Tim Cain Retrospective Interview

The RPG Codex is offering a rather excellent retrospective interview with ex-Interplay/Troika veteran Tim Cain, who is currently working as a senior programmer on Obsidian Entertainment’s South Park: The Stick of Truth.

The interview touches on about every subjects you’d expect it to ouch on, from his opinions on the Fallout franchise after he left Interplay, to his years at Troika working on Arcanum and Temple of Elemental Evil, to his most recent work at Carbine and Obsidian.

Here’s a sampling:

Troika’s games, while arguably among the genre’s most outstanding achievements, were notoriously rough at the time of release, often criticized for bugs and unfinished content. In retrospect, how do you explain this? Do you feel this kind of criticism can sometimes get unfair?

I don’t think criticizing Troika games for being buggy was unfair. They were buggy, and I think there were two big reason why that was so. First, we tried putting a lot of features into these games. We really needed to learn how to edit, because we would spend a lot of man-hours putting a feature into a game that hardly any of the players would ultimately care about. For example, Arcanum had newspapers that reported on major incidents that were caused by the player, but I don’t remember a single review mentioning that. We spent a lot of time getting that working, and those hours could have spent balancing real-time combat, or fixing the multiplayer code.

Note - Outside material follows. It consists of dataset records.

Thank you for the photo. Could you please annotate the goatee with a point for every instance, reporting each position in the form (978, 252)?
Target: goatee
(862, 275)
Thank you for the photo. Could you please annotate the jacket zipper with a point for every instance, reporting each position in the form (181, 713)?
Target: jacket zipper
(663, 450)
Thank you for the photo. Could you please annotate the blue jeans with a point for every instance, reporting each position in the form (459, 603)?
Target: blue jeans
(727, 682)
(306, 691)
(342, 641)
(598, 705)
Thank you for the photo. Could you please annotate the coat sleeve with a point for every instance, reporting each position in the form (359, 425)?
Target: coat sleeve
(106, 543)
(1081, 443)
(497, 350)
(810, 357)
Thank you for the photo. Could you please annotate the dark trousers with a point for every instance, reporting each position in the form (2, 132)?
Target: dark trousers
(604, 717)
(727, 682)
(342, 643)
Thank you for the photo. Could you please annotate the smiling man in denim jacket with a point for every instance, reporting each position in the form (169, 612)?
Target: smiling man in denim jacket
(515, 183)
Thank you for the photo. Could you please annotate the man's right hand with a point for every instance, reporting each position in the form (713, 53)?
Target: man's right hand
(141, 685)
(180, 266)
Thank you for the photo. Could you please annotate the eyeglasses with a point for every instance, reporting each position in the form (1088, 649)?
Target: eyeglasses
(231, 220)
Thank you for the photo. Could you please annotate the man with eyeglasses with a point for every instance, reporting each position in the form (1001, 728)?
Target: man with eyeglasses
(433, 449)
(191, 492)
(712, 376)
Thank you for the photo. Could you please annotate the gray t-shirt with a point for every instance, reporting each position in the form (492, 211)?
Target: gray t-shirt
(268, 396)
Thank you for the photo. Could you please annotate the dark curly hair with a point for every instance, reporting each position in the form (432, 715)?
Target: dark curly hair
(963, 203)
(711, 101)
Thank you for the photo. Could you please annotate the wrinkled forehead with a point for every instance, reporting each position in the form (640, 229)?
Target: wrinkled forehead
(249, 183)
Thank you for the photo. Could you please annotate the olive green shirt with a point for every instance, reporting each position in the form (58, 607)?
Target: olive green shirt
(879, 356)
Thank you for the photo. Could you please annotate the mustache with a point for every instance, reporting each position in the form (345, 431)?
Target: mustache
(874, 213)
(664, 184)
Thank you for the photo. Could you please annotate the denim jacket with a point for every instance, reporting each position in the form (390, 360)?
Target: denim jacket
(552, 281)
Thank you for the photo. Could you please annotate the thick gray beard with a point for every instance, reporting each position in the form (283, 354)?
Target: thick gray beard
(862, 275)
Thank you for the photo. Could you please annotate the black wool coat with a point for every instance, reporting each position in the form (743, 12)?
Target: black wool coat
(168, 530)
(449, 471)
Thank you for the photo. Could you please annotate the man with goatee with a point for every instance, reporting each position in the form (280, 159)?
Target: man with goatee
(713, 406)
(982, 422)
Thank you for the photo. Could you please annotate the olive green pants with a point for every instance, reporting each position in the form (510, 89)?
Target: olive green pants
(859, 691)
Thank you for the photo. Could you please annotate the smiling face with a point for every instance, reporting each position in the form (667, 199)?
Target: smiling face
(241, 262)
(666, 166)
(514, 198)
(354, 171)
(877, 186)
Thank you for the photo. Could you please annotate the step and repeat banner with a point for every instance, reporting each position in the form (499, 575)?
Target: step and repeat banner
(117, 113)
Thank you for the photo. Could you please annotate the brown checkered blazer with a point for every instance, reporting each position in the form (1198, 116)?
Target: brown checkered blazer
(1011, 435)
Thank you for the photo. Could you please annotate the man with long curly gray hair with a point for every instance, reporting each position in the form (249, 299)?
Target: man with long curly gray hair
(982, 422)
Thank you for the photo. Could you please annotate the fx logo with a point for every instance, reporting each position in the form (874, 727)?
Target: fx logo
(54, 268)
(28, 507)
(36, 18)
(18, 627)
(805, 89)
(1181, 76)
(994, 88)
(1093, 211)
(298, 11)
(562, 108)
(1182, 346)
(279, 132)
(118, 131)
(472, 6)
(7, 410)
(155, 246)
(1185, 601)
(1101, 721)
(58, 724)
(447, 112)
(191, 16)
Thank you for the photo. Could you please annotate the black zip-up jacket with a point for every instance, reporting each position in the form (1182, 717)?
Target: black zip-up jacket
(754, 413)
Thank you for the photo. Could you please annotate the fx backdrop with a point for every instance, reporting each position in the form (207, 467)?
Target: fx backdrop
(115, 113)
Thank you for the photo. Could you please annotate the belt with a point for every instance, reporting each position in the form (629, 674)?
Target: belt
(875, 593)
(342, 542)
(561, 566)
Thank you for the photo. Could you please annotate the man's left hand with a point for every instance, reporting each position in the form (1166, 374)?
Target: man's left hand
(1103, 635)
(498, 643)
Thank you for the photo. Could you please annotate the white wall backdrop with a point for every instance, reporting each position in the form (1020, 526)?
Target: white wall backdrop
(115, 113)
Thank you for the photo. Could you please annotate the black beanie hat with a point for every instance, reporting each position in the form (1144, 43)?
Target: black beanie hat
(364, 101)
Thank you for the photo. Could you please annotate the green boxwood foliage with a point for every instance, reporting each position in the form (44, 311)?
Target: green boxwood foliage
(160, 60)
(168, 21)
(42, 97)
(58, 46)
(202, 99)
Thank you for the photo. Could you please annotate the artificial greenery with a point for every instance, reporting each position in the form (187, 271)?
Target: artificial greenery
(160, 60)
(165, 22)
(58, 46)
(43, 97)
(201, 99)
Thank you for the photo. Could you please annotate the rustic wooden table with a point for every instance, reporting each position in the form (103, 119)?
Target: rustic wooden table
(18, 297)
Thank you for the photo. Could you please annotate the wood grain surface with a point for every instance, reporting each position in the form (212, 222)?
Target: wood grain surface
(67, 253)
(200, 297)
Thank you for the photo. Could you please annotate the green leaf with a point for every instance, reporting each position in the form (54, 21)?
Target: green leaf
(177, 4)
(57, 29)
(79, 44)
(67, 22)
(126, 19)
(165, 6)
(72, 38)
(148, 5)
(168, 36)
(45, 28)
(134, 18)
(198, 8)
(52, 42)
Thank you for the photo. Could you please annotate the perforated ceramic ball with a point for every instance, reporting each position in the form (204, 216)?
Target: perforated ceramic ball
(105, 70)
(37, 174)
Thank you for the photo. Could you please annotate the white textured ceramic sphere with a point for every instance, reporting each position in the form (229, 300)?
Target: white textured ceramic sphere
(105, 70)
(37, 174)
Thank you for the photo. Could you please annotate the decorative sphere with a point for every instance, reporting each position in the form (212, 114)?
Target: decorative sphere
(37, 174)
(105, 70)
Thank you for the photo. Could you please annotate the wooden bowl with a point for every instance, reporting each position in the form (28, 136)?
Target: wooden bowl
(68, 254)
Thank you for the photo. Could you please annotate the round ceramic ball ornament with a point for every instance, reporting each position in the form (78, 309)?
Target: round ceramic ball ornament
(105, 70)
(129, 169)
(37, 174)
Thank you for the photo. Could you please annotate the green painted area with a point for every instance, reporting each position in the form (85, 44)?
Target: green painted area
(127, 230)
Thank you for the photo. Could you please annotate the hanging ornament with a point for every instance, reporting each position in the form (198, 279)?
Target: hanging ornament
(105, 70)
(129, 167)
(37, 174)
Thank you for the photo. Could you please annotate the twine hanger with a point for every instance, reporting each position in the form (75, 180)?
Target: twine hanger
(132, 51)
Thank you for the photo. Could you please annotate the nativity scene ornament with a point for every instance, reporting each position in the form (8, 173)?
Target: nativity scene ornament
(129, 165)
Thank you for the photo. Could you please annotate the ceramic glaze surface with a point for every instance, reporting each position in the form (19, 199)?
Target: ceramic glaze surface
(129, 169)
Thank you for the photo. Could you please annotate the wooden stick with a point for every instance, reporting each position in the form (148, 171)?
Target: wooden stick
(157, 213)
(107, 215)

Second, we kept our team sizes small, both for budget and for management purposes. This meant we had less total man-hours to work with, and all of the late nights and weekends couldn’t make up for the fact that we only had about a dozen people working on the Arcanum and Temple projects. Looking back, I am amazed our games were as feature-rich as they were, but I am not surprised they were as buggy as they were. We should have made some serious feature cuts early in their development.

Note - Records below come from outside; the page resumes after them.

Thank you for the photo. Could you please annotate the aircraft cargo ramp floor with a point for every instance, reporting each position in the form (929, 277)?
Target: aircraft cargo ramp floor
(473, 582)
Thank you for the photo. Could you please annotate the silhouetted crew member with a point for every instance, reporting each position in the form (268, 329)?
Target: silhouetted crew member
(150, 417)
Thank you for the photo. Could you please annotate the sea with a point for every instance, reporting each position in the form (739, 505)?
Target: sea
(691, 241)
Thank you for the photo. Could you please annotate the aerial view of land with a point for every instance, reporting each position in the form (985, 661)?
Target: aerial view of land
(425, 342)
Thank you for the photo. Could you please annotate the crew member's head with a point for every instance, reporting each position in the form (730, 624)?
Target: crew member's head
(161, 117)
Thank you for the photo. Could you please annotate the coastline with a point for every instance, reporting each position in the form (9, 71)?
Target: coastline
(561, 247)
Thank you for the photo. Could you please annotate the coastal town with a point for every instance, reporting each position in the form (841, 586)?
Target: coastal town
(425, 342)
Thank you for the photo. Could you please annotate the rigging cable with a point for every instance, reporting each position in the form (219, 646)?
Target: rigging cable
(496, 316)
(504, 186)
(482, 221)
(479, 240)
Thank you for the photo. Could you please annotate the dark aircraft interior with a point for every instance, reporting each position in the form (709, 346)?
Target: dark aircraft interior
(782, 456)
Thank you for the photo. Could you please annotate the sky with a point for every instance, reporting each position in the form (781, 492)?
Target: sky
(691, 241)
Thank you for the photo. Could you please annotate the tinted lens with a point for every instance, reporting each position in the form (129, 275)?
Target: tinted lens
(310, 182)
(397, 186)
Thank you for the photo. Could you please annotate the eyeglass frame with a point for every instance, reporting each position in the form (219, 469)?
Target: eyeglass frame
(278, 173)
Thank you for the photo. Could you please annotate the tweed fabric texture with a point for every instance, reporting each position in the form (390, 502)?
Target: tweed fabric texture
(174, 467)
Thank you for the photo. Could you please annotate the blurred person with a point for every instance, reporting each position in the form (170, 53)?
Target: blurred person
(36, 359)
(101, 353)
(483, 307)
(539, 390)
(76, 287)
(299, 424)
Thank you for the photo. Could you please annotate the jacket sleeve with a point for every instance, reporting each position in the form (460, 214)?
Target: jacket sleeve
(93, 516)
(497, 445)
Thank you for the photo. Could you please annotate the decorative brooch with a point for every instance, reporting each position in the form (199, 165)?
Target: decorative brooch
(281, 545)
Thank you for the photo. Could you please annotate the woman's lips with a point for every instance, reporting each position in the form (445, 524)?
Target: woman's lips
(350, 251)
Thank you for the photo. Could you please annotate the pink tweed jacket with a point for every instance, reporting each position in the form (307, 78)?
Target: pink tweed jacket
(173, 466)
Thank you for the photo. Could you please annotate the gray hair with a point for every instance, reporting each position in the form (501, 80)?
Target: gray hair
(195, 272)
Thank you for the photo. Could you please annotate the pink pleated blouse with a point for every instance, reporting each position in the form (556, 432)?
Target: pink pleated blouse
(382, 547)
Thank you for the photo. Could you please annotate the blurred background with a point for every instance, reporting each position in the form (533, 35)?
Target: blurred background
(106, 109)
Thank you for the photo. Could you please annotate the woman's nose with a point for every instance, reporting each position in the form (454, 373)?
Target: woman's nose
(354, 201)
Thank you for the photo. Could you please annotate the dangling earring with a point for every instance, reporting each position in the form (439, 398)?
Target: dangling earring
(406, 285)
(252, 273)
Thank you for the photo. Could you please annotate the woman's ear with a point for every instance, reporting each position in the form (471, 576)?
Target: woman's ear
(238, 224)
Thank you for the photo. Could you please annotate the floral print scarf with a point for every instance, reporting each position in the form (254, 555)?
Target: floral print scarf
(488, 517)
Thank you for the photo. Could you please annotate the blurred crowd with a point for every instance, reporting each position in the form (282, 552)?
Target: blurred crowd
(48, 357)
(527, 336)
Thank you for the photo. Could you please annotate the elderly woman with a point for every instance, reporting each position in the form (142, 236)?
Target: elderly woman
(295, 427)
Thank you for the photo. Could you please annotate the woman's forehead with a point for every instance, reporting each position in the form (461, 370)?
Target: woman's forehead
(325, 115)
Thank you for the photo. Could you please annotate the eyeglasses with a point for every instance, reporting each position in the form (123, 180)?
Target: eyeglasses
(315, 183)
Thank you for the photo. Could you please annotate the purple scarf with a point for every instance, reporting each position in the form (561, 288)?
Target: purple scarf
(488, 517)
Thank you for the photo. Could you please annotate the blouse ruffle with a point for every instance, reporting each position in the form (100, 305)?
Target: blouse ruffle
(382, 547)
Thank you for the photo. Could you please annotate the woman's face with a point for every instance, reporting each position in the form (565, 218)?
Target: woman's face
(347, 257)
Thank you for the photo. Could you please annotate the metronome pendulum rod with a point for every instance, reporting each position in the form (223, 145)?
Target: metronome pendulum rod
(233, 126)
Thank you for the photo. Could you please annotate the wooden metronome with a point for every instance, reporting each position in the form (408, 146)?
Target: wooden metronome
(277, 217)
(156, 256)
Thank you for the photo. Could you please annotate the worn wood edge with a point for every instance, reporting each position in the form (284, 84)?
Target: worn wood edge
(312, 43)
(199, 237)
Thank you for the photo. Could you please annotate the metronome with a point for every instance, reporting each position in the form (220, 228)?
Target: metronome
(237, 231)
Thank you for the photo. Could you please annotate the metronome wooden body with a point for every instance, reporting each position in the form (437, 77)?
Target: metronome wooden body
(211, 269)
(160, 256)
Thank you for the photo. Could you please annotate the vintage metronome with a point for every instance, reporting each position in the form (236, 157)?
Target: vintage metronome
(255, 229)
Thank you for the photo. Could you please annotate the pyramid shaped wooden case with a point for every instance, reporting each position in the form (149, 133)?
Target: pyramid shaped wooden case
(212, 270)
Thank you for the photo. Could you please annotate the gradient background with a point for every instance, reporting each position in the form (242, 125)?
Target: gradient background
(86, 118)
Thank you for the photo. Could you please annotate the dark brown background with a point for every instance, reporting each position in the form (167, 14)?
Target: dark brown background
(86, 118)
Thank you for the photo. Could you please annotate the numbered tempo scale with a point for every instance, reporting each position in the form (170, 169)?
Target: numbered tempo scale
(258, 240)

Troika got characterized as (always blaming the publisher) when something was wrong and I think this was unfair. We would always own up to the parts of the development process in which we had made mistakes, but it seemed that if we ever said (we messed up this, and our publisher messed up that), some people just heard the latter part of the comment and would start screaming (Troika is blaming the publishers again!). It got frustrating after a while, especially when I saw people at Troika quoted out of context. But I did gain quite an insight into the American political system, which seems to deal with the same kind of illogical, sound bite oriented system of criticism of its political candidates. People hear what they want to hear, and often make up their minds before seeing, or even in spite of, any evidence to the contrary.

It is known that Arcanum’s sequel, Journey to the Center of Arcanum, was supposed to be a first person game using the Source engine and eventually led to Bloodlines. Can you tell us more about the plans Troika had for the project? Are there any details you can share about the setting, story or gameplay you wanted the sequel to have?

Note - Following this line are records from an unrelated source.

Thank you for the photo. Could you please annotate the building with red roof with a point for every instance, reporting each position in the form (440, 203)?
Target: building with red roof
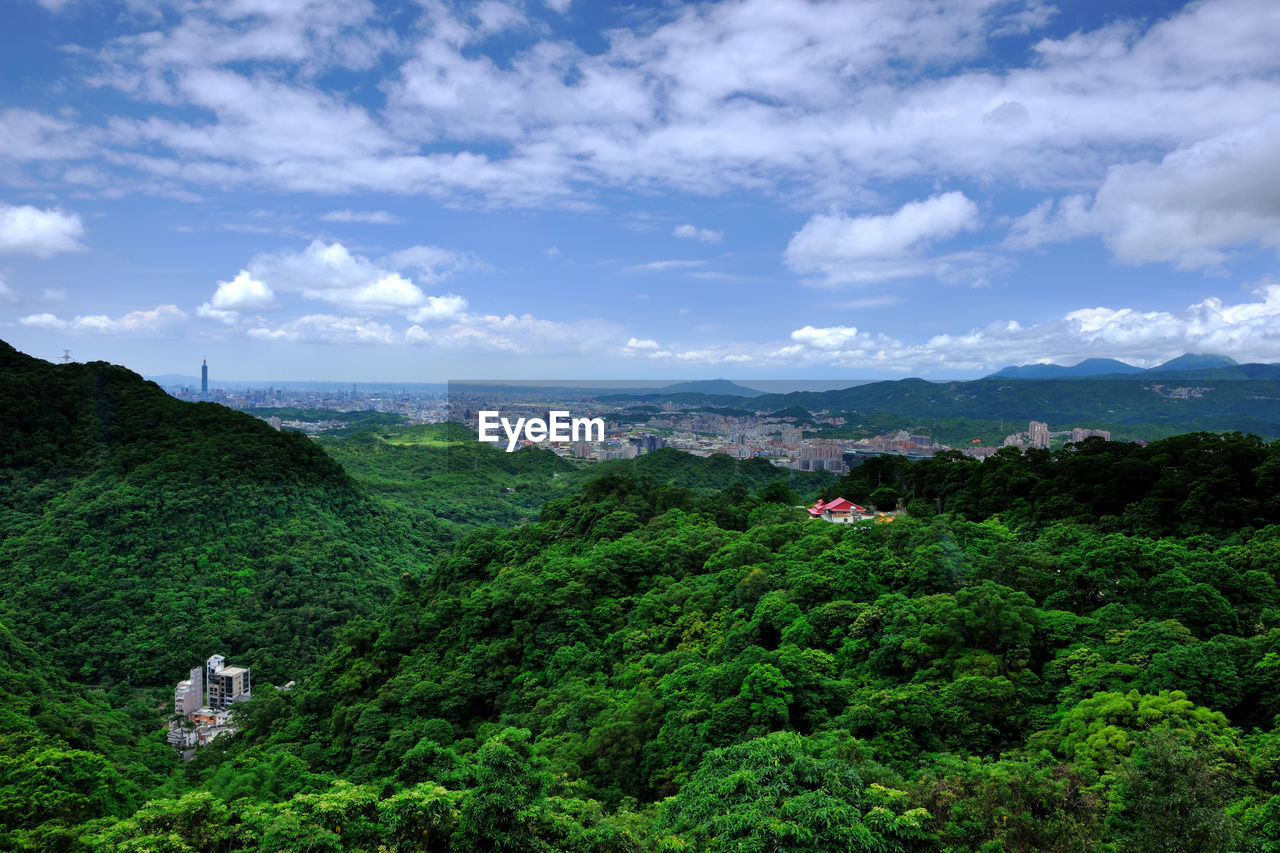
(839, 511)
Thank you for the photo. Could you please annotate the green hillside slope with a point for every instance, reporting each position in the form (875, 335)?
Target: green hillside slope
(142, 534)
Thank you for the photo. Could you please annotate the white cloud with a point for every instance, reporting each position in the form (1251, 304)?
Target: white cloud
(328, 328)
(370, 217)
(1187, 210)
(330, 273)
(136, 323)
(438, 309)
(1246, 331)
(31, 231)
(700, 235)
(242, 293)
(657, 267)
(826, 338)
(876, 247)
(528, 334)
(435, 264)
(42, 322)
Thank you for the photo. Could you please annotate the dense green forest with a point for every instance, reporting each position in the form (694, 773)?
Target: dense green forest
(142, 534)
(1056, 651)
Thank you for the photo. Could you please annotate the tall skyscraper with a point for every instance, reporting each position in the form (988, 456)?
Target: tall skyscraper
(1038, 433)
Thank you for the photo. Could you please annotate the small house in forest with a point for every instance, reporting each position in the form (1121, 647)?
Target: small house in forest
(839, 511)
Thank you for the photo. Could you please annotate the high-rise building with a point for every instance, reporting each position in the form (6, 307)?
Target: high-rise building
(1037, 434)
(225, 684)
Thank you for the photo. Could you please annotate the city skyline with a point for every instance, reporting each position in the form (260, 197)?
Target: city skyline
(306, 190)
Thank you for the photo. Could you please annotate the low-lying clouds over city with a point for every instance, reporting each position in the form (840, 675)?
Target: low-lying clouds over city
(344, 188)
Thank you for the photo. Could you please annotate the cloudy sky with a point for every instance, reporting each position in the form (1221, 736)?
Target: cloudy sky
(421, 190)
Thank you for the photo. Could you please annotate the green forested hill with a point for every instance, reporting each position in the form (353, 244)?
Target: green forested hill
(1054, 651)
(636, 673)
(141, 534)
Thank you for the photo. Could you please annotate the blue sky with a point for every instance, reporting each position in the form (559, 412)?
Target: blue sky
(419, 191)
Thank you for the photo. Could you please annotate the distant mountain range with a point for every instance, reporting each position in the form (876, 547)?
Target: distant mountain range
(1112, 366)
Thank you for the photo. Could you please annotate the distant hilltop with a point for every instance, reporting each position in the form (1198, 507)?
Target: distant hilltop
(712, 387)
(1112, 366)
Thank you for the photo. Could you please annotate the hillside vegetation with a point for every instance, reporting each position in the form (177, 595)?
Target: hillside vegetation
(644, 669)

The sequel was based loosely on Jules Verne’s A Journey to the Center of the Earth, where we planned to continue the adventures of the great explorer Franklin Payne. He has disappeared into the bowels of the earth, and his wife has hired you to find him. We had laid out most the storyline, and it included finding prehistoric monsters, subterranean humanoids, and most thrilling of all, a clue about how magic and tech can be reconciled in the same artifact, something that most learned people had believed to be impossible. Of course, none of this came to be, but our talks about using the Source engine led to our making Vampire: Bloodlines.